Seeing the Tasman Sea and the Pacific Ocean mix was something I hadn't really considered before. The water was super turbulent in a very specific area which was pretty cool to see as apparently it doesn't do it all the time.

Looking down from the lighthouse out onto the golden beaches and clear water was a sight to behold - from the lookout you could see fish in the water below, it's that clear.

Spirits Bay

Sunset over the tip of New Zealand

Camping at Spirits Bay that evening, we were treated to an awesome sunset over the very northern tip of New Zealand. The beach is worth checking out if you're up that way, the sand has a section of very smooth shells that reflected the sunset amazingly.

Te Paki dunes and stream

One of the items on my 'Far North Bucket List' was the Te Paki Sand Dunes (otherwise known as the Giant Sand Dunes) - the idea of sliding down huge hills of sand on my boogie board really appealed to the, cough, 10 year old in me.

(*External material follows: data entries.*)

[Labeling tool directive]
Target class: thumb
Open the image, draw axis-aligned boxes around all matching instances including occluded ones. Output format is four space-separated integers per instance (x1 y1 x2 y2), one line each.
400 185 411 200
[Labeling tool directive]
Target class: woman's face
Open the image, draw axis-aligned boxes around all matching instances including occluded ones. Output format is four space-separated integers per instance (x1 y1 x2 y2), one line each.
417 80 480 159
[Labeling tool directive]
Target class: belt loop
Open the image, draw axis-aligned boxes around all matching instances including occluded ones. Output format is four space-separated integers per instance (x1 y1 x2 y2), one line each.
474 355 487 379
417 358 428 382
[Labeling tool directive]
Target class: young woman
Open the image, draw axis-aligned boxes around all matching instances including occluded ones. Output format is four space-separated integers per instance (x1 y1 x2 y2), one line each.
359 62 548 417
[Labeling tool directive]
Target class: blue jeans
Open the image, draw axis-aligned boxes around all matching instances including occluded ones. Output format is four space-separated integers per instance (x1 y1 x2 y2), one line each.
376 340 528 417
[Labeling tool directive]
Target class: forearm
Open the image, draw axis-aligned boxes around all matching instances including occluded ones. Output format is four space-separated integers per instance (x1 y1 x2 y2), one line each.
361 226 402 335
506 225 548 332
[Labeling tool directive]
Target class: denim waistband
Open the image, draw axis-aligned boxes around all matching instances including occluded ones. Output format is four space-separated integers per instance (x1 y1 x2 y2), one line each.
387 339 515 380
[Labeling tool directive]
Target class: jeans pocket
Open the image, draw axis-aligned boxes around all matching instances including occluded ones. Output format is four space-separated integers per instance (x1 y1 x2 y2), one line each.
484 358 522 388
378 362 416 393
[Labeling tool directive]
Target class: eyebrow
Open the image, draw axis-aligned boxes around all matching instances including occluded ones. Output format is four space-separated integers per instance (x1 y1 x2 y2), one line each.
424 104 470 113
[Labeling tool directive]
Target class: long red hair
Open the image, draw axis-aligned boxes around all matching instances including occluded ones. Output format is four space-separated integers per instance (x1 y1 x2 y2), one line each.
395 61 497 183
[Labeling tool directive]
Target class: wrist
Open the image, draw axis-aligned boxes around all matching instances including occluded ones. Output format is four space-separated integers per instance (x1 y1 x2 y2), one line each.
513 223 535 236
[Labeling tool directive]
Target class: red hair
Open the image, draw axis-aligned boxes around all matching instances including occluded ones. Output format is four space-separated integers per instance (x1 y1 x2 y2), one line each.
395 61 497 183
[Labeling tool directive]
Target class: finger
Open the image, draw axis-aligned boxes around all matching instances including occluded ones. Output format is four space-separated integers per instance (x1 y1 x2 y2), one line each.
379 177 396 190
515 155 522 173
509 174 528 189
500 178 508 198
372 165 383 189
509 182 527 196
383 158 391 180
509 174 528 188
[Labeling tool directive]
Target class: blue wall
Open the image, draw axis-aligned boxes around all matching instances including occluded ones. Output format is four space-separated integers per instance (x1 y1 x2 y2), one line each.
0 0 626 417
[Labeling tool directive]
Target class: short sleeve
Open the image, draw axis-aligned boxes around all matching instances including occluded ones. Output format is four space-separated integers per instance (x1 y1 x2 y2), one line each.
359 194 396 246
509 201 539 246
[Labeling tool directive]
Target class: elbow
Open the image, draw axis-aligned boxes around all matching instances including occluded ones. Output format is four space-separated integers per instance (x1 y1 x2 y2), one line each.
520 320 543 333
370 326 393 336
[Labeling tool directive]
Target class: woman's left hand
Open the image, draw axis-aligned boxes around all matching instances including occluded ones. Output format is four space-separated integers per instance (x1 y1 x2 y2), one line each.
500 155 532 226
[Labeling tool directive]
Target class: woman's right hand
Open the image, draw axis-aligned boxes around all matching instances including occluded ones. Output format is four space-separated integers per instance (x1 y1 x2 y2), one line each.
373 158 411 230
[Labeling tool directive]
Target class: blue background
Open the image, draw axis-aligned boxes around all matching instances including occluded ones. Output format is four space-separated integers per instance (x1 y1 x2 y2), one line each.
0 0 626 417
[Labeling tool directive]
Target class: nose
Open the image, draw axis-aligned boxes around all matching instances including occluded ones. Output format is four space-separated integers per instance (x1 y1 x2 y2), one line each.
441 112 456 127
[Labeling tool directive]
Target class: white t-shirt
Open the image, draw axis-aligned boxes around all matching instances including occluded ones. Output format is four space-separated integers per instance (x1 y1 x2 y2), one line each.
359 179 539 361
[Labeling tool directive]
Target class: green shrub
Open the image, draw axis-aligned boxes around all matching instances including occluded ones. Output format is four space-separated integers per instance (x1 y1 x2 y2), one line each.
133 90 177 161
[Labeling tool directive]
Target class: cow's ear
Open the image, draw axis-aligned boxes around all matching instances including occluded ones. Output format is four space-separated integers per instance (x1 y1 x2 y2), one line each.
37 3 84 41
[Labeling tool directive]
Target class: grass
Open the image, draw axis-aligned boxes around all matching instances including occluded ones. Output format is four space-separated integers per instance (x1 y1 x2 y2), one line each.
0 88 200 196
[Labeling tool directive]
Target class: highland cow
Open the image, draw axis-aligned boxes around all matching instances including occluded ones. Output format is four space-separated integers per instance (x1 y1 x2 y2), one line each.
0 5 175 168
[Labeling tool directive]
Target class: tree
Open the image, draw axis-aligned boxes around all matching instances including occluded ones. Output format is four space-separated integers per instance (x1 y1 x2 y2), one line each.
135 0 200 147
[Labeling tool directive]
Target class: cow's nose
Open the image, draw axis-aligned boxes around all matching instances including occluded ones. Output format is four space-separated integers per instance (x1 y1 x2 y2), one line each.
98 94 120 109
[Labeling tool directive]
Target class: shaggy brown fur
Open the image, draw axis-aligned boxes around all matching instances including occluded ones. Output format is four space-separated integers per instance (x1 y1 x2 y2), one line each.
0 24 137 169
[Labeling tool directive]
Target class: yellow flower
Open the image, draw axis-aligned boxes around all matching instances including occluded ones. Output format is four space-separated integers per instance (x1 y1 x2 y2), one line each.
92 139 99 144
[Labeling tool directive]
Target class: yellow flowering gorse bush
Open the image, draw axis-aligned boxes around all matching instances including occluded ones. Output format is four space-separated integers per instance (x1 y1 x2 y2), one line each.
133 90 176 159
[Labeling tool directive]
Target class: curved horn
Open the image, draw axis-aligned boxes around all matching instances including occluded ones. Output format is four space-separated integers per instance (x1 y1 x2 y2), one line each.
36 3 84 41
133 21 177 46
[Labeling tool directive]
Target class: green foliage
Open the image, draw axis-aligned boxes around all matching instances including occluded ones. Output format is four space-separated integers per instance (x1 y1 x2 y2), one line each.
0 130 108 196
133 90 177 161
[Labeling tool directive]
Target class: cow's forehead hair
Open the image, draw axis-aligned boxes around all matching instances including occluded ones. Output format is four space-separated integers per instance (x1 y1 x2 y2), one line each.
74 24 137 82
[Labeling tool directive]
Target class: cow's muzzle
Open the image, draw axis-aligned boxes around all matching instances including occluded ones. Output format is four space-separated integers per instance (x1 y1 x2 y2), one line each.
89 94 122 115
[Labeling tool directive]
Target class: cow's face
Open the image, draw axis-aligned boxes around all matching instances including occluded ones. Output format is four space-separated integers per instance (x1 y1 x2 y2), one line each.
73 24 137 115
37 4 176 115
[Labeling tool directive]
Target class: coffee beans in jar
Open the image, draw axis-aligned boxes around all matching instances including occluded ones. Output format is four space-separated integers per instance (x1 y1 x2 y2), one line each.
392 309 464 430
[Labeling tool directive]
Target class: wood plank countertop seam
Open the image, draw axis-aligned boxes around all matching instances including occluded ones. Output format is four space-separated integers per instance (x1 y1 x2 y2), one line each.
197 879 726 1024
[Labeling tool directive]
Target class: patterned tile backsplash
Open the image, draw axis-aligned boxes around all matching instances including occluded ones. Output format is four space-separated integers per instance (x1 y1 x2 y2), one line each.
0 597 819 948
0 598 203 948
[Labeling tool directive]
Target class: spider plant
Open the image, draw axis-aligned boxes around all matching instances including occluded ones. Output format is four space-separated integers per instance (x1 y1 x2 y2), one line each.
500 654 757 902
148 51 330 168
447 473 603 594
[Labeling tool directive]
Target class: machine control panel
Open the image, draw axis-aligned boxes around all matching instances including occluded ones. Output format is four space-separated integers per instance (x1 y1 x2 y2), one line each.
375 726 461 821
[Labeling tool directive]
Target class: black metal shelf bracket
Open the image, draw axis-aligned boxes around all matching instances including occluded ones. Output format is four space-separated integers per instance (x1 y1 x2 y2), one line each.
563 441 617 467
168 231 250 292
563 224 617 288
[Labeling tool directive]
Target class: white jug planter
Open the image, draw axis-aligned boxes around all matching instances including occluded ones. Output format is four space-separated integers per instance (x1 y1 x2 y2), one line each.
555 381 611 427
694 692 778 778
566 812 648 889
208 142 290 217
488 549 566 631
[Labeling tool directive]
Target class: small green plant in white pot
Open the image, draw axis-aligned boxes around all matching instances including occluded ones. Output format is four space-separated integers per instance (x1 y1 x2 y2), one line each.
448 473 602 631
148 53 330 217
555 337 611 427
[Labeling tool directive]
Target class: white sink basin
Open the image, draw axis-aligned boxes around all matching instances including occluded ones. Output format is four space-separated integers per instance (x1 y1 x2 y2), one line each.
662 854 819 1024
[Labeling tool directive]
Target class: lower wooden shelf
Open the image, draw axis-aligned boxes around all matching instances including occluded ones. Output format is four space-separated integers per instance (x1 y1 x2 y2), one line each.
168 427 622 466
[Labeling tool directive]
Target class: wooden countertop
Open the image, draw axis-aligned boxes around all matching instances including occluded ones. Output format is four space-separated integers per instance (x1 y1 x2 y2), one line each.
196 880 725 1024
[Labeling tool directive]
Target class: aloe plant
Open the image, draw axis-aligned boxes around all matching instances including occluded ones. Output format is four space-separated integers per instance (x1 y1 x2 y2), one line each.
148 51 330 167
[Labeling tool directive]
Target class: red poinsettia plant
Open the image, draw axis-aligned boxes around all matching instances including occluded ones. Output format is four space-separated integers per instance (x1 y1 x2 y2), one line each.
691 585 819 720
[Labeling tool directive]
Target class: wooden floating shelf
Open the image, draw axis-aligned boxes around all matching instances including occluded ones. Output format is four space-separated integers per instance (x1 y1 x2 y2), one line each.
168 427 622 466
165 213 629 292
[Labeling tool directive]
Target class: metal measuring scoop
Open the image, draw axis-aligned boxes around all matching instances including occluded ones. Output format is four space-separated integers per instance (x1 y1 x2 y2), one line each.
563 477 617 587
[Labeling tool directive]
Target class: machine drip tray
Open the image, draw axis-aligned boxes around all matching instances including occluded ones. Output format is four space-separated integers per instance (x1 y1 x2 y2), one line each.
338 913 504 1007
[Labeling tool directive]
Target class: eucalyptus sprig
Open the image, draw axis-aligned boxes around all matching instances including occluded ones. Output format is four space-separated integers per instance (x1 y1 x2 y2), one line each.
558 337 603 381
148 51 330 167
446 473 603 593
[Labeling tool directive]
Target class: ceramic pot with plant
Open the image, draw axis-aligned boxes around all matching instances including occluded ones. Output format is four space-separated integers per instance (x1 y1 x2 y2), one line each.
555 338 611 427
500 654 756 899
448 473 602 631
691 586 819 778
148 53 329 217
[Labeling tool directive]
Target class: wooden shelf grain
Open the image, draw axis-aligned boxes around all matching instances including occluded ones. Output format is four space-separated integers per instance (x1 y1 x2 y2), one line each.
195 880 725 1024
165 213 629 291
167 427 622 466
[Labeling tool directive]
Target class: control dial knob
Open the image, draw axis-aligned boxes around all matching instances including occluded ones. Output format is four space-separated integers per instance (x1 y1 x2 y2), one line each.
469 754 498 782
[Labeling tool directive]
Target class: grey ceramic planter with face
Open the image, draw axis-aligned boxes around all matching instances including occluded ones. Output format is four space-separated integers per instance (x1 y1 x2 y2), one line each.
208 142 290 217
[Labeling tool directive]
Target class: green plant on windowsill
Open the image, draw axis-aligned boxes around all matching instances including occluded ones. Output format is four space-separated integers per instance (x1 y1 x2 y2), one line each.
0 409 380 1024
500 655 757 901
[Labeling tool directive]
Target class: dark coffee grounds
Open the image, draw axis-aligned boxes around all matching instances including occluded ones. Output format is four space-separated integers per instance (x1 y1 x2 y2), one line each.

As you head north on SH1 or up the beach, the dunes stand out very clearly and you can't really miss the turn off onto Te Paki Stream Road given the amount of traffic heading into the area.

Take your boogie board and nothing else if possible - I decided taking my phone was a good idea... Right up until the moment I got to the bottom of a dune and realised it was no longer in my pocket.

Turning out of the dunes car park I noticed a sign pointing towards the beach, and more excitingly, a stream which was also a road. Left we turned!

Given that it was the middle of summer and New Zealand had been having a bit of a rain shortage, there wasn't a huge amount of water in the stream but what a cool drive nonetheless. There's something special about being able to drive through a shallow creek to get places instead of using the road.

Driving up the stream

Once out on the beach again we headed right up to the most northern point of 90 Mile Beach and stopped to take it all in for a while.

Normally I'm excited to go explore the next place, but leaving the very Far North was quite a sad moment - that place had a hold on me - I could've spent another few weeks exploring the side streets and beach but we had to get back to Wellington at some point and we still had plenty more miles to cover.

Heading south from Kaitaia on New Years Day we headed down towards the Hokianga Harbour and Opononi. This is another route that has an optional car ferry which I'd highly recommend using - it's over an hour on the road.

Kai Iwi Lakes Campground

We've stayed at some pretty cool campgrounds over the years but I think Kai Iwi takes the award for my favourite spot thus far. There's nothing quite like camping right on a freshwater lake with the softest white sand I've ever felt between my toes.

The water is super shallow for a good 50m before it drops away suddenly, so it's toasty warm and an amazing place to sit and watch the sun go down over the hills.

From Kai Iwi we headed back into Auckland as the storm was due to hit and we didn't fancy being in the middle of nowhere when it did.

While in the Auckland area we checked out Muriwai Beach (where I promptly beached the truck in the soft sand...) and watched the giant waves crashing into the rocks. We also popped in to meet the Feldon Shelter people who blew me away with their awesomeness - one of their rooftop tents will hopefully be going on my roof in the near future.

The Far North... What a trip, what a place, I thought it'd be hard to top our South Island trip last year but I think this trip may have just squeezed in above.

Time to start planning the next roadie before summer is done! Until then, chur.